STA 290 Seminar Series
DATE: Tuesday, January 17th 2017, 4:10pm
LOCATION: MSB 1147, Colloquium Room
SPEAKER: Xiaoying Tian Harris, Stanford University
TITLE: “Prediction error after model search”
ABSTRACT: It is difficult to estimate the prediction error of adaptively chosen linear estimators. In this work, we propose an asymptotically unbiased estimator for the prediction error after adaptive model selection. Under some additional mild assumptions, we show that our estimator converges to the true prediction error in $L^2$ at the rate of $O(n^{-1/2})$, with $n$ being the number of data points. Our estimator applies to general selection procedures, not requiring analytical forms for the selection.

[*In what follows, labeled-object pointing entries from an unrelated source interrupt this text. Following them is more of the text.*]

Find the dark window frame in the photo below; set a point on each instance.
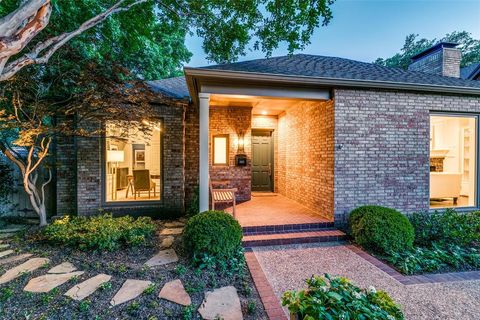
(477, 162)
(103, 175)
(227, 158)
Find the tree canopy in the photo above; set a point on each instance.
(413, 45)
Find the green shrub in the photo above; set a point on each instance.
(100, 232)
(337, 298)
(437, 257)
(214, 234)
(447, 227)
(381, 229)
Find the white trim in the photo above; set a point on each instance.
(204, 106)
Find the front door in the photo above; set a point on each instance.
(262, 161)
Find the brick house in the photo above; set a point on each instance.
(327, 133)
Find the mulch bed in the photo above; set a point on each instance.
(126, 263)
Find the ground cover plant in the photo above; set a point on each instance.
(126, 262)
(103, 232)
(444, 242)
(337, 298)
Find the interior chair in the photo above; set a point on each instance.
(143, 183)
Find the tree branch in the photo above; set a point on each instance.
(42, 52)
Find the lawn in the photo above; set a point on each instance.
(126, 261)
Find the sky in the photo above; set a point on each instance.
(367, 29)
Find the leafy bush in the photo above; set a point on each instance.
(448, 227)
(337, 298)
(213, 235)
(381, 229)
(438, 257)
(99, 232)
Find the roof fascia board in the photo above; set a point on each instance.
(203, 74)
(267, 91)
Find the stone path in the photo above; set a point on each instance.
(162, 258)
(27, 266)
(286, 268)
(130, 289)
(64, 267)
(48, 282)
(5, 253)
(222, 303)
(87, 287)
(175, 292)
(15, 258)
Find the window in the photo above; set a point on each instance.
(453, 161)
(220, 149)
(132, 162)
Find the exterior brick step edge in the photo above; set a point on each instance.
(293, 238)
(284, 228)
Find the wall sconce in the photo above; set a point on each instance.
(241, 143)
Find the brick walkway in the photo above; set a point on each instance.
(277, 269)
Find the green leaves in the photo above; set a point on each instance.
(412, 46)
(337, 298)
(100, 232)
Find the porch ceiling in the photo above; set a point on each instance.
(260, 105)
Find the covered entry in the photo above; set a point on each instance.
(264, 138)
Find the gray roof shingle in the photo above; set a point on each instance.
(340, 68)
(171, 87)
(470, 71)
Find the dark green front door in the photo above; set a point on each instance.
(262, 161)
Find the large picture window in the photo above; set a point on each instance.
(453, 161)
(133, 162)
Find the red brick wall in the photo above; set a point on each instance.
(232, 121)
(306, 155)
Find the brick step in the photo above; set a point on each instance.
(293, 238)
(284, 228)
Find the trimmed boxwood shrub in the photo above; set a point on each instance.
(381, 229)
(99, 232)
(447, 227)
(337, 298)
(213, 233)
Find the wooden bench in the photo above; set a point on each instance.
(223, 195)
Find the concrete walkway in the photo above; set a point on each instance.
(286, 268)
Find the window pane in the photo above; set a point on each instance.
(133, 168)
(453, 161)
(220, 147)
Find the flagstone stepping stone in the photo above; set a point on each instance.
(64, 267)
(87, 287)
(175, 292)
(171, 231)
(27, 266)
(5, 253)
(48, 282)
(15, 258)
(174, 224)
(162, 258)
(167, 242)
(130, 289)
(221, 303)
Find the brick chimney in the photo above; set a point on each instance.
(441, 59)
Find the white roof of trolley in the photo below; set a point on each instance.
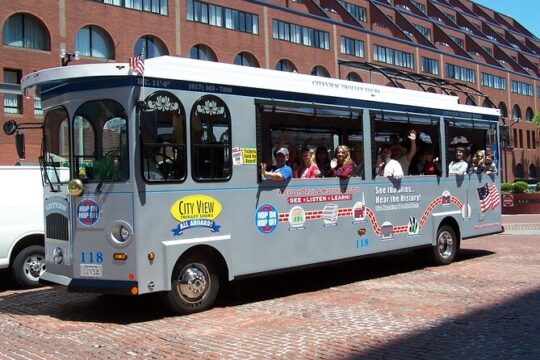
(177, 68)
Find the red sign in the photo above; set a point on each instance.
(508, 200)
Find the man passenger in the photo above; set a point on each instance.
(282, 172)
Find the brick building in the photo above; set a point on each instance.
(446, 46)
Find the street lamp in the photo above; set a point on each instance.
(68, 57)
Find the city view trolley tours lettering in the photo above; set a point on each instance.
(198, 173)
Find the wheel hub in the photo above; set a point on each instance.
(193, 283)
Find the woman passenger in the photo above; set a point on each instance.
(342, 166)
(308, 168)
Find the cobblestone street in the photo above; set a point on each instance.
(483, 306)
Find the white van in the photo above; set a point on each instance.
(21, 223)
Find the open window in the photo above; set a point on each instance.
(472, 135)
(211, 140)
(162, 129)
(396, 129)
(298, 126)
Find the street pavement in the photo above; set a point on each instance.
(486, 305)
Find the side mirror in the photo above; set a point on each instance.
(19, 144)
(10, 127)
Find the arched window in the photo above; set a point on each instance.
(246, 59)
(163, 136)
(503, 110)
(202, 52)
(285, 65)
(516, 113)
(470, 101)
(153, 47)
(352, 76)
(529, 114)
(211, 139)
(519, 171)
(26, 31)
(532, 171)
(320, 71)
(93, 41)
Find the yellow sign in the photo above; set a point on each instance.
(196, 207)
(250, 156)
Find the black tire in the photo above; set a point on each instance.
(194, 285)
(28, 266)
(446, 246)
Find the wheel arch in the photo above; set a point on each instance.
(24, 242)
(212, 254)
(451, 222)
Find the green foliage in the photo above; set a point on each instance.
(506, 187)
(520, 187)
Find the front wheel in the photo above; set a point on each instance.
(28, 266)
(446, 246)
(195, 285)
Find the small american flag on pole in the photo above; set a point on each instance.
(136, 64)
(489, 197)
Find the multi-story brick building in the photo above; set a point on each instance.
(446, 46)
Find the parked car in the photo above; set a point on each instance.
(21, 223)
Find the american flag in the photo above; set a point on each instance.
(489, 197)
(136, 64)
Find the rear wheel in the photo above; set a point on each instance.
(28, 266)
(446, 246)
(195, 285)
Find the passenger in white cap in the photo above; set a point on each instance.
(283, 171)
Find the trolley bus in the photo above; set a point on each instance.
(152, 183)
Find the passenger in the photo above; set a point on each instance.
(294, 159)
(388, 166)
(477, 165)
(432, 165)
(401, 154)
(323, 162)
(283, 171)
(490, 167)
(458, 166)
(358, 159)
(342, 165)
(308, 169)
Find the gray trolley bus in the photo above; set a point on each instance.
(153, 184)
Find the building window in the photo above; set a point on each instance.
(430, 66)
(522, 88)
(153, 47)
(358, 12)
(227, 18)
(352, 47)
(94, 41)
(155, 6)
(424, 30)
(460, 73)
(301, 35)
(320, 71)
(458, 41)
(26, 31)
(12, 102)
(420, 6)
(246, 59)
(285, 65)
(202, 52)
(38, 110)
(493, 81)
(393, 57)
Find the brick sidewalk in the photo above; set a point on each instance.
(483, 306)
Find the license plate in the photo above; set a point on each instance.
(94, 271)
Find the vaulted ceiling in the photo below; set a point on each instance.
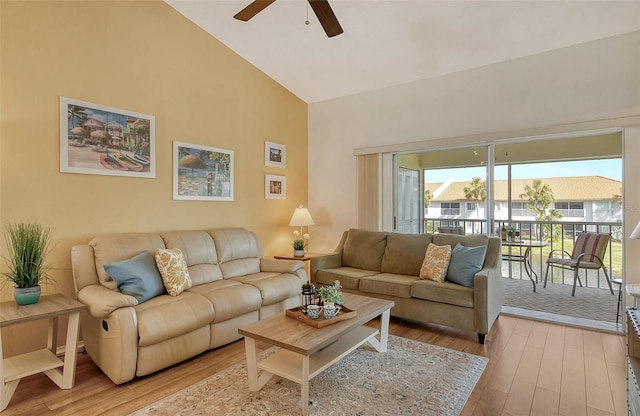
(392, 42)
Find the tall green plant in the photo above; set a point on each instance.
(539, 199)
(476, 192)
(27, 247)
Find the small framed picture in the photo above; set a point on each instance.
(275, 187)
(275, 155)
(202, 173)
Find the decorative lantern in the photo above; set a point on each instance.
(308, 295)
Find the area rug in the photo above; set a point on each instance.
(412, 378)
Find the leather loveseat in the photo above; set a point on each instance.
(232, 286)
(388, 265)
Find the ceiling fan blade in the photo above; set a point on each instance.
(326, 17)
(252, 9)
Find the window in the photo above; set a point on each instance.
(601, 206)
(450, 208)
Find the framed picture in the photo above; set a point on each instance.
(100, 140)
(202, 173)
(275, 187)
(275, 155)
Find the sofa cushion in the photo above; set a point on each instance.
(137, 277)
(445, 292)
(110, 248)
(199, 251)
(435, 264)
(404, 253)
(388, 284)
(274, 287)
(229, 298)
(165, 317)
(364, 249)
(348, 276)
(173, 270)
(465, 263)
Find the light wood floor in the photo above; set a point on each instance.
(535, 368)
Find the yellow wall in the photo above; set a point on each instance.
(144, 57)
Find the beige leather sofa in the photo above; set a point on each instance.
(232, 286)
(387, 265)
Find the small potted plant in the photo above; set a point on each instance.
(300, 244)
(27, 247)
(331, 294)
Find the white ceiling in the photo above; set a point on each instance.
(391, 42)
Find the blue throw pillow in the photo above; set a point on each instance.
(138, 276)
(465, 263)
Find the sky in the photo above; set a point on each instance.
(608, 168)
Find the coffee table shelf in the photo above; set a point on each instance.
(288, 364)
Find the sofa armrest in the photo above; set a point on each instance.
(329, 261)
(101, 301)
(487, 298)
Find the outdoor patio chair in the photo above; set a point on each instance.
(451, 230)
(588, 253)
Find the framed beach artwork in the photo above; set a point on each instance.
(275, 155)
(275, 187)
(100, 140)
(202, 173)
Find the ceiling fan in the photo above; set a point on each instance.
(321, 8)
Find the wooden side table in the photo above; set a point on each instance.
(42, 361)
(306, 257)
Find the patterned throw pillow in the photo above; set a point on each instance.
(173, 270)
(436, 262)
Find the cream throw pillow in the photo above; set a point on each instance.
(436, 262)
(173, 270)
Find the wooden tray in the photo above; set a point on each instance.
(296, 313)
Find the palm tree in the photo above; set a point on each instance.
(539, 200)
(476, 192)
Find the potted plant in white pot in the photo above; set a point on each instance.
(300, 244)
(331, 295)
(27, 248)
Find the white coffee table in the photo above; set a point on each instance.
(306, 351)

The number of variables to select from can grow as an exponential factor of $n$, allowing applications in high-dimensional data. It also allows model misspecifications, not requiring linear underlying models. One application of our method is that it provides an estimator for the degrees of freedom for many discontinuous estimation rules like best subset selection or relaxed Lasso. We consider in-sample prediction errors in this work, with some extension to out-of-sample errors in low dimensional, linear models. Examples such as best subset selection and relaxed Lasso are considered in simulations, where our estimator outperforms both $C_p$ and cross validation in various settings.